Specialized diets require vigilance and flexibility on the part of the kitchen staff. Is the kitchen manager experienced in individualizing menus? A staff that finds this a bother can cause serious health problems, or in the case of preferences, a customer-service nightmare. Kitchen staff must be educated on how to prepare truly vegetarian dishes that meet dietary needs.
Finally, consider the logistics of such a program. There is an extra cost to many diets with more-expensive substitutes (whether gluten-free bread and soy milk or soynut butter and tofu are used). Some camps may choose to charge extra for a gluten-free and/or dairy-free diet, but charge nothing for vegetarians. Serving procedures in the dining hall may need to be changed since the right meals must be served to the right campers. Does your camp have a philosophy regarding picky eaters? Has a parent asked you to feed her child peanut-butter sandwiches every day, and does that conflict with your belief that all campers sample some homegrown vegetables? How do you manage a campfire marshmallow roast for a child who can’t have sugar?
So how does a camp put this decision into practice? Accommodating a variety of diets is not just the job of the kitchen manager. A “team-of-five” approach to developing a camp’s policies will allow for a number of viewpoints and increase communication (and compliance) across departments. Ideally, the camp director, kitchen manager, nurse, program director, and camp registrar will collaborate in developing the CampFAMP (Food Accommodation Management Plan).

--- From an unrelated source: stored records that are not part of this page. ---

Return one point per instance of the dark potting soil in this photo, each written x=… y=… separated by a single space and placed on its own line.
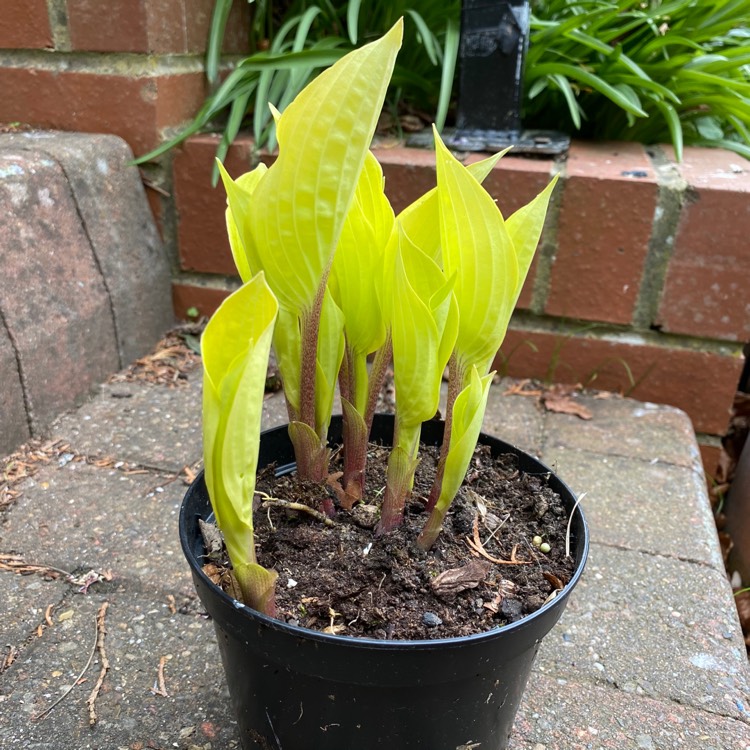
x=484 y=570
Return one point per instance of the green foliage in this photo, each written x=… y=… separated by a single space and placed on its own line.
x=650 y=71
x=293 y=41
x=653 y=71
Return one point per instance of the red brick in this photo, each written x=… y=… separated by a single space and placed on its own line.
x=204 y=299
x=409 y=173
x=710 y=458
x=202 y=233
x=703 y=384
x=55 y=304
x=137 y=109
x=706 y=290
x=153 y=26
x=24 y=24
x=606 y=215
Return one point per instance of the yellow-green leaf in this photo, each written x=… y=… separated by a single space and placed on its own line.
x=421 y=219
x=525 y=228
x=358 y=262
x=299 y=205
x=330 y=354
x=468 y=415
x=239 y=196
x=478 y=250
x=423 y=329
x=235 y=347
x=287 y=343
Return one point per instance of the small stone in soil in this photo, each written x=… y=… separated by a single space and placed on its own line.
x=512 y=609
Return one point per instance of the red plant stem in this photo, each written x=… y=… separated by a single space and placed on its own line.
x=455 y=380
x=377 y=376
x=431 y=530
x=345 y=381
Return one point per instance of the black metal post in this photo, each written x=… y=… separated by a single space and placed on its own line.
x=494 y=39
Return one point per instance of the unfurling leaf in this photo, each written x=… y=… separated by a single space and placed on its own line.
x=235 y=345
x=479 y=251
x=468 y=414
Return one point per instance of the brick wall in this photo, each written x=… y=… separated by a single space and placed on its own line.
x=133 y=68
x=640 y=284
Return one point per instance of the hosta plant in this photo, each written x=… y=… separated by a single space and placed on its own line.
x=341 y=287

For example, if the camp registrar has helped develop the operational plan, he or she will be able to better answer parent questions, proofread marketing materials, and “flag” concerns on camper applications during screening. Program staff with a working knowledge of allergies and other food concerns will better understand their role in planning food for trips, communicating with the kitchen, and preventing cross-contact of food items. Certainly the medical staff and camp director will also be involved in creating and implementing the plan.
Some may have to develop a plan without the five voices. However, thinking through the plan from five viewpoints is possible. Perhaps a short-term volunteer could “put on the glasses” of the program staff member. Parents of campers with allergies would probably be more than happy to review a plan with a team member, and could provide valuable customer-service insight. Those who only have nurses during camp may be able to solicit help from a local clinic.
Once a system is in place, a staff-training plan must be developed to reach counselors, trip leaders, van drivers, and others who may be providing food to campers. Be sure that a system is translated into written policies so it can be carried out the same way every year. And it is best if there is a “nutrition champion” (often the kitchen manager or the nurse) on-campus who is passionate about keeping everyone informed.
Once you have agreed to meet a special dietary request, it is crucial to keep it fun, and never make a camper feel different or like he or she is a burden to staff members. Search the internet for delicious substitutes that are similar to camp dishes. Serve trays with a flourish. Counselors should be low-key about special needs, and celebrate when the picky eater likes a new food. The kitchen manager is a key to this; if he or she sets a tone in the kitchen of great customer service, the rest of the staff will generally follow suit.
Never over-promise about meeting special dietary needs or preferences. Make sure the entire team is ready and able to completely meet the need before agreeing to it. But once you have shown this high level of customer service, your reputation is likely to grow as a welcoming camp for many kids who otherwise could not attend.